I admit, it's sad that less obsessive viewers of the show don't know of these aspects of the beautifully detailed Lost universe, and probably missed out on the subtly revealed news that the polar bears are on the island to be used for genetic testing by Dharma, in an attempt to keep them alive following drastic climate change. Without the urge to delve deeply into the show, information like this eludes viewers, but that's fine. It's their choice and I respect that. However, I do get mad when stupid TV critics who have no respect for the show bitch about it not even giving up any information about that one thing from the pilot just because they don't have enough respect for a heavily layered sci-fi show to do some research. They're genetically modified to survive a different climate! Get over it! Move on! Other stuff has happened since!
Secondly, as I said above, it nods to the viewer that Lost is about ideas and theories and allegories that aren't spelled out implicitly within the show. The characters don't debate philosophy and theology out loud, but their actions and their beliefs dramatise this debate implictly.

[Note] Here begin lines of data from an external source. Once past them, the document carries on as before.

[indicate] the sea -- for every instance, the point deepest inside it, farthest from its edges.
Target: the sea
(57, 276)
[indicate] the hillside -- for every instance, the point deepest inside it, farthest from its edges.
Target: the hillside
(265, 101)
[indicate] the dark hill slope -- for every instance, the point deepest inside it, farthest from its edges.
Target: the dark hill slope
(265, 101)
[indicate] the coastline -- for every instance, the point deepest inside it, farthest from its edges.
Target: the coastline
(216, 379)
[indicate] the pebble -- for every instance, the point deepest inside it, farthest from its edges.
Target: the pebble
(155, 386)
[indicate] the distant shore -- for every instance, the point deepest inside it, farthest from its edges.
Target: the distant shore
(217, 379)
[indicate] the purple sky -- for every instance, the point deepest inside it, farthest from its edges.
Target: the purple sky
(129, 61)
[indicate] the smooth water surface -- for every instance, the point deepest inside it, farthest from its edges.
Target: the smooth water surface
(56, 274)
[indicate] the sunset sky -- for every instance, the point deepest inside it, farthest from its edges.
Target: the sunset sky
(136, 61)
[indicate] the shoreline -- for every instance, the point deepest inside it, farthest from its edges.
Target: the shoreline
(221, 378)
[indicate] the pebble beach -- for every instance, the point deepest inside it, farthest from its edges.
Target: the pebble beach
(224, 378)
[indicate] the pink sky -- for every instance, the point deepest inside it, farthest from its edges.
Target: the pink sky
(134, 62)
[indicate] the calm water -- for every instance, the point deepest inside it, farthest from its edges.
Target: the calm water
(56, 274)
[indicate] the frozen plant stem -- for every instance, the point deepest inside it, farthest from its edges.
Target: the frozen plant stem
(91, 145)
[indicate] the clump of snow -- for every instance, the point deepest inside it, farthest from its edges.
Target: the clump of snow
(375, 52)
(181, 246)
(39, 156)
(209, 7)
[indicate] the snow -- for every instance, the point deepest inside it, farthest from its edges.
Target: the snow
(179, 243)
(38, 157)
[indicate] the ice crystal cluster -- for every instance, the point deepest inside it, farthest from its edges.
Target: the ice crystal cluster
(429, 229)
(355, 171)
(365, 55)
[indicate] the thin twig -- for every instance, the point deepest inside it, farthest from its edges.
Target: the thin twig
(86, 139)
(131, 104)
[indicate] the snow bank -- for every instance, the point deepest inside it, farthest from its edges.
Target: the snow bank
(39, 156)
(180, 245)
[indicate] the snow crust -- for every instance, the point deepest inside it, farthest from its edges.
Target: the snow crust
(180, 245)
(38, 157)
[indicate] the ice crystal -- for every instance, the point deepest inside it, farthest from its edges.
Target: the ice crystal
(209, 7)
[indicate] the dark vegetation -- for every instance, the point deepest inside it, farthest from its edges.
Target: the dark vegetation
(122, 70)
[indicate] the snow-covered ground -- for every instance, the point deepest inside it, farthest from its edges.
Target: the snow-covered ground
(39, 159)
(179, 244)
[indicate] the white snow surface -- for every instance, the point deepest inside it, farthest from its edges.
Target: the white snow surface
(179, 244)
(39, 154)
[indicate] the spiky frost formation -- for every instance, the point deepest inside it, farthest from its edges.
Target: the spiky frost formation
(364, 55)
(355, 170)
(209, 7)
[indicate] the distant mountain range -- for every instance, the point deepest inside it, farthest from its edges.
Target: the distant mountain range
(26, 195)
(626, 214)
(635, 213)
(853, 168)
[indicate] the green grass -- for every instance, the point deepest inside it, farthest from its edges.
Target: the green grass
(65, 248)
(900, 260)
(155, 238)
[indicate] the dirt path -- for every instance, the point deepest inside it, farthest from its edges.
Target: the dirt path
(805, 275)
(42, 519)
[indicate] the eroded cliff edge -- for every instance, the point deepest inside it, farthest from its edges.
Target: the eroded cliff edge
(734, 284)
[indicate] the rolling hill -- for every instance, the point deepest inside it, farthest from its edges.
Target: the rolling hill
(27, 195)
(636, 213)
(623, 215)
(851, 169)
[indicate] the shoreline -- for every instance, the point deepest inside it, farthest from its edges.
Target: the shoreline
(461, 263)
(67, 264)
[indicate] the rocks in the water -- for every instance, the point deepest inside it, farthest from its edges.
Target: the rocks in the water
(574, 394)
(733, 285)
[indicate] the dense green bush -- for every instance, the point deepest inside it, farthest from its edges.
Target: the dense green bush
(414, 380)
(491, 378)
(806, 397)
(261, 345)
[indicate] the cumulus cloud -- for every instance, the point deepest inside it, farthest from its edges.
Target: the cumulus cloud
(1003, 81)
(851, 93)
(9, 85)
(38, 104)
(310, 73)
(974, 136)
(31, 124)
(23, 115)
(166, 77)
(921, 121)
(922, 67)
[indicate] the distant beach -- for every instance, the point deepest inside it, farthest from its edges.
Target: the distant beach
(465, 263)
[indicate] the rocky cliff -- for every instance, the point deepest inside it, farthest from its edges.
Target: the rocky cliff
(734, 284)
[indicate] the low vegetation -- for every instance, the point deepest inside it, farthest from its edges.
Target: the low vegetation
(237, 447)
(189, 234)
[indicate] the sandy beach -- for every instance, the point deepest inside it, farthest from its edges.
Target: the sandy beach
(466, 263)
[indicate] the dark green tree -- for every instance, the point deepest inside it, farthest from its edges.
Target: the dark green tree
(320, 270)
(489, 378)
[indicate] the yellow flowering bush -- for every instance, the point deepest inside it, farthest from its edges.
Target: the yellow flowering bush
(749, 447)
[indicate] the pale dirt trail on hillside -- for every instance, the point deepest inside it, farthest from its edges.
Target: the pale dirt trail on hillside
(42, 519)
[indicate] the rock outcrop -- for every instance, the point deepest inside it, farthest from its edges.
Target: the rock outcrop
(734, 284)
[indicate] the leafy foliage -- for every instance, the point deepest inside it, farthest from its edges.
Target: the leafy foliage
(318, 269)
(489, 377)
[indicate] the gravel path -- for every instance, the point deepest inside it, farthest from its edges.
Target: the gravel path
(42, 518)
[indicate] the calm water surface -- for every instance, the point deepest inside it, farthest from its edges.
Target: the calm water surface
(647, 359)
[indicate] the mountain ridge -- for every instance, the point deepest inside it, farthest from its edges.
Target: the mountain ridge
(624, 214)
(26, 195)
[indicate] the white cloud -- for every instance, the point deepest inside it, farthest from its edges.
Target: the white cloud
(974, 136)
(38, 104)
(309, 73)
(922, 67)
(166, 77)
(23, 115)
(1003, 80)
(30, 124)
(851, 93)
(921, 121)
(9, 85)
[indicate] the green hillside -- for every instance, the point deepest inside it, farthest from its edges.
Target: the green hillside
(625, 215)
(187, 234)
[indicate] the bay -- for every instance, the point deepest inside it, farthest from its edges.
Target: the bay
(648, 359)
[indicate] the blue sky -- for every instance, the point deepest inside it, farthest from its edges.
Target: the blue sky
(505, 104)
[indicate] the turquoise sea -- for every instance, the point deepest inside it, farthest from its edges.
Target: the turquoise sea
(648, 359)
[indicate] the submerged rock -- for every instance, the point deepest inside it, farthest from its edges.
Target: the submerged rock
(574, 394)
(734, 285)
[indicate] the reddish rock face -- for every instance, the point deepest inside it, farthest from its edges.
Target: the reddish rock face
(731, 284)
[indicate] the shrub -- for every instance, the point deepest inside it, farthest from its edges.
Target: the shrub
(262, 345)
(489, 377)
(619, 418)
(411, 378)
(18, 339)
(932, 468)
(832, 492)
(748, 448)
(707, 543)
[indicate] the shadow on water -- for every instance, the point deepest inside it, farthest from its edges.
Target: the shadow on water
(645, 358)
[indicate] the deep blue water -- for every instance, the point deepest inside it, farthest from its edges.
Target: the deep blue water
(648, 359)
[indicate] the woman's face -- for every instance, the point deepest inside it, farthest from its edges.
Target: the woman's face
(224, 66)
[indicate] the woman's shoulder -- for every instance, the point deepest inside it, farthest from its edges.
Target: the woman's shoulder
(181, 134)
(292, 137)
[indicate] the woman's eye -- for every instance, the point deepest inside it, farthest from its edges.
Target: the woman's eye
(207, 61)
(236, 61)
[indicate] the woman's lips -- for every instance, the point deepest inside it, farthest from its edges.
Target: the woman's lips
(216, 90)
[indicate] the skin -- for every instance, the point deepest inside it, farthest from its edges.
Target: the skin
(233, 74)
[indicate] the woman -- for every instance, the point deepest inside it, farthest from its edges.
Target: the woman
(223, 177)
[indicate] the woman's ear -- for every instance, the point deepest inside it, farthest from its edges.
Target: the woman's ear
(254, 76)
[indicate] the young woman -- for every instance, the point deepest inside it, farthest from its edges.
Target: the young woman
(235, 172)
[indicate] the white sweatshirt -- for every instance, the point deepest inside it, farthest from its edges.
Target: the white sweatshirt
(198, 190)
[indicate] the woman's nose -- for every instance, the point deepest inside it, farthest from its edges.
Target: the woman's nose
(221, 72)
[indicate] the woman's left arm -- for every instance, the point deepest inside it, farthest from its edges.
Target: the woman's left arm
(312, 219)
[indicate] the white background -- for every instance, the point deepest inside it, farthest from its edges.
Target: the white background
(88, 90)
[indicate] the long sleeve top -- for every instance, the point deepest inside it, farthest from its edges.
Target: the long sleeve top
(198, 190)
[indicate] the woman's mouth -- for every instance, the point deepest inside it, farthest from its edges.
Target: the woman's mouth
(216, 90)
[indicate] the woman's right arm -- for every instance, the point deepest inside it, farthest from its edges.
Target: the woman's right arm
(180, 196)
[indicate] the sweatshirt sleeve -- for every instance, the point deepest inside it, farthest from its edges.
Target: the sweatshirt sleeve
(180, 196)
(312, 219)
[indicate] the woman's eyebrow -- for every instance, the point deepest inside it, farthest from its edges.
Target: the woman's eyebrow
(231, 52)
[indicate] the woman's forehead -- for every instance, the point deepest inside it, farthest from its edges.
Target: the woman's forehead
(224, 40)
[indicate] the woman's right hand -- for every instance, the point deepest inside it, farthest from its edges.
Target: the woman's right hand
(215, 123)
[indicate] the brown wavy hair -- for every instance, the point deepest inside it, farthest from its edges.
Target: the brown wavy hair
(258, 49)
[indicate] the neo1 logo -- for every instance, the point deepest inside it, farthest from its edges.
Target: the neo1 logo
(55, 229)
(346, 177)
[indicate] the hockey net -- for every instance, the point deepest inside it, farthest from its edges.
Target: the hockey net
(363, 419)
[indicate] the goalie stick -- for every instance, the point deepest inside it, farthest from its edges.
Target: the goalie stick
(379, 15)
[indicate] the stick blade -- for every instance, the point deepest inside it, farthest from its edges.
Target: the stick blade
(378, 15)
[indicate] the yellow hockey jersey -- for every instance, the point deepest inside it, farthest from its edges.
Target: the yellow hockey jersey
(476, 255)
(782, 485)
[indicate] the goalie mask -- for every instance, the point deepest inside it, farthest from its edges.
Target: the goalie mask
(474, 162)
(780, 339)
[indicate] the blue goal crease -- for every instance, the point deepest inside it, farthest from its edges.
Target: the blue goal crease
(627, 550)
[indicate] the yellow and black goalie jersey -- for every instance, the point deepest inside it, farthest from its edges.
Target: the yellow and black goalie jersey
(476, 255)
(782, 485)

The philosophical detail points us to that and provides a contextual framework for the attentive viewer.
As for the little touches like the brand names (Apollo chocolate bars, MacCutcheon whiskey), businesses (Widmore Corporation, Paik Heavy Industries, Herarat Aviation), and research organisations (Mittelos Bioscience, the Global Welfare Consortium, and of course The Hanso Foundation), having these things crop up within the universe over and over again (with connections revealed in-show or in-game) creates that sense of having a functioning, coherent fictional world, as well as giving the show context (it's as much about the scientific research world as it is a world where big business leads). Patterson might be convinced that storytelling only works when confined to the 90-180 minute duration of a movie, and anything else is time-wasting, but with the internet and long-form storytelling coming of age, we can tell stories of much greater complexity, with connections being made between characters, events, themes, organisations, etc., that could never be touched on in previous formats. These connections might seem like frippery, but they mean something to the viewer willing to invest time in finding out about these things.
A story told in a film can be a world. A story told in a complex narrative form like that of Lost can be a universe, and within that universe we can have that cathartic feeling of coming to a conclusion over and over again. The finale might suck and leave the viewer disappointed, but the outcome of the Lost Experience ARG satisfied people, and the scene where the mystery of how Locke broke his back was incredibly satisfying, and Charlie's sacrifice was satisfying, and over and over again we get moments of closure within the Lost universe that resolve things we needed resolved without finishing the story. It's not your parents' storytelling, Patterson. We've moved on. Come join us.